First an app that is using teal.transform
library(teal.modules.clinical)
custom_tm_arm_var_transform <- function(
arm_var = teal.transform::data_extract_spec(
dataname = "ADSL",
select = teal.transform::select_spec(
choices = c("ARM", "ARMCD"),
selected = "ARM",
multiple = FALSE,
fixed = FALSE
)
),
term_var = teal.transform::data_extract_spec(
dataname = "ADCM",
select = teal.transform::select_spec(
choices = "CMDECOD",
selected = "CMDECOD",
multiple = FALSE,
fixed = TRUE
)
),
seq_var = teal.transform::data_extract_spec(
dataname = "ADCM",
select = teal.transform::select_spec(
choices = "CMSEQ",
selected = "CMSEQ",
multiple = FALSE,
fixed = TRUE
)
)
) {
checkmate::assert_class(arm_var, "data_extract_spec")
checkmate::assert_class(term_var, "data_extract_spec")
checkmate::assert_class(seq_var, "data_extract_spec")

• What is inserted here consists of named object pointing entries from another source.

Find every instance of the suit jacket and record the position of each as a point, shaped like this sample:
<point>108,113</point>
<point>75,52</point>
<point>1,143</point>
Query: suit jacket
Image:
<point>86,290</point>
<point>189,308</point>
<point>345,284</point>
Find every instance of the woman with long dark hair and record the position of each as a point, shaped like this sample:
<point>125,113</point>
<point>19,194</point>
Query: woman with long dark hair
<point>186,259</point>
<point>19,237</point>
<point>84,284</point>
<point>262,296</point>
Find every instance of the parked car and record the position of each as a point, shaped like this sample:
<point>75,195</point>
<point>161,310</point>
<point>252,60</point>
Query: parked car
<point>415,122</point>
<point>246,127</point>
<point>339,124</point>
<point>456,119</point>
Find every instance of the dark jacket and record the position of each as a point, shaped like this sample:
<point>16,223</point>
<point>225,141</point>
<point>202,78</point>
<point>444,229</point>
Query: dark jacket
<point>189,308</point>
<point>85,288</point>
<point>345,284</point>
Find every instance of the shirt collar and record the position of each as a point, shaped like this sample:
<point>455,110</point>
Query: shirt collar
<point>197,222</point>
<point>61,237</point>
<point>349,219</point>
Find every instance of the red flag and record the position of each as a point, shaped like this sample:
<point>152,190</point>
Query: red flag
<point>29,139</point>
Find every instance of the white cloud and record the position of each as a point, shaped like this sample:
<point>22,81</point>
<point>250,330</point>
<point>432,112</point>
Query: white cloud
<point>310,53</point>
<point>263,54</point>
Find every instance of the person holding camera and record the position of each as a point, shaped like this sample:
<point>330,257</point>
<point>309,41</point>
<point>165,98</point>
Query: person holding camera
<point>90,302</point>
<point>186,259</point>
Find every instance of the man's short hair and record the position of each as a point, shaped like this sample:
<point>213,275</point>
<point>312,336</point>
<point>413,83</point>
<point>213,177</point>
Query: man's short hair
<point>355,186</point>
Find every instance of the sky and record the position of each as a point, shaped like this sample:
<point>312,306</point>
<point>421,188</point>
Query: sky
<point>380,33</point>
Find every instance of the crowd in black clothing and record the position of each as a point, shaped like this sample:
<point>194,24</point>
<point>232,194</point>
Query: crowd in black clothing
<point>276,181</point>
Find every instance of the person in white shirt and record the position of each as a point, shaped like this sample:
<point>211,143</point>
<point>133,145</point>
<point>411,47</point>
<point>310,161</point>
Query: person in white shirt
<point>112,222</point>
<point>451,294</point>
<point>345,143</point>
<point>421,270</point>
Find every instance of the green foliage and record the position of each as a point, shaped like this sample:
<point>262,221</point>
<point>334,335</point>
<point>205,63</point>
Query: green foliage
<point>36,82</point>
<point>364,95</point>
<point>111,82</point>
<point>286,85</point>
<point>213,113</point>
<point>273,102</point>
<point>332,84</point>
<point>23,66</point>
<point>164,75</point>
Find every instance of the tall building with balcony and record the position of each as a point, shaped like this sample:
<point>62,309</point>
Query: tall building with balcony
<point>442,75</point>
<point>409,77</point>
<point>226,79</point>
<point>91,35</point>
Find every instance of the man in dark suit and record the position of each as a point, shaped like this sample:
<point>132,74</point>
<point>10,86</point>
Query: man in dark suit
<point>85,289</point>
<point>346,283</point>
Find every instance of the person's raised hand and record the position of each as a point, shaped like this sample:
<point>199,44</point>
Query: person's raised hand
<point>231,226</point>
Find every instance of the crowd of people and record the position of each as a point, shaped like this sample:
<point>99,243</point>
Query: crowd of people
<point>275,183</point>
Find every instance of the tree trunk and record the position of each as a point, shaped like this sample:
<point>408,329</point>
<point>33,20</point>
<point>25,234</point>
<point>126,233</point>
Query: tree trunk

ui_fun <- function(id, arm_var, term_var, seq_var) {
ns <- shiny::NS(id)
teal.widgets::standard_layout(
output = shiny::tableOutput(ns("table")),
encoding = shiny::tags$div(
shiny::tags$label("Encodings", class = "text-primary"),
shiny::tags$br(),
teal.transform::datanames_input(list(arm_var = arm_var, term_var = term_var, seq_var = seq_var)),
teal.transform::data_extract_ui(
id = ns("arm_var"),
label = "Treatment variable",
data_extract_spec = arm_var
),
teal.transform::data_extract_ui(
id = ns("term_var"),
label = "Term variable",
data_extract_spec = term_var
),
teal.transform::data_extract_ui(
id = ns("seq_var"),
label = "Sequence variable",
data_extract_spec = seq_var
),
teal.widgets::optionalSelectInput(
inputId = ns("n_rows"),
label = "Rows to display",
choices = c(10, 20, 30),
selected = 20,
multiple = FALSE,
fixed = FALSE
)
)
)
}
server_fun <- function(id, data, arm_var, term_var, seq_var) {
shiny::moduleServer(id, function(input, output, session) {
selector_list <- teal.transform::data_extract_multiple_srv(
data_extract = list(arm_var = arm_var, term_var = term_var, seq_var = seq_var),
datasets = data,
select_validation_rule = list(
arm_var = shinyvalidate::sv_required("Please select a treatment variable")
)
)
anl_inputs <- teal.transform::merge_expression_srv(
datasets = data,
join_keys = teal.data::join_keys(data),
selector_list = selector_list,
merge_function = "dplyr::left_join"
)
result_q <- shiny::reactive({
obj <- data()
teal.reporter::teal_card(obj) <- c(
teal.reporter::teal_card(obj),
teal.reporter::teal_card("## Module's output(s)")
)
obj <- teal.code::eval_code(obj, as.expression(anl_inputs()$expr))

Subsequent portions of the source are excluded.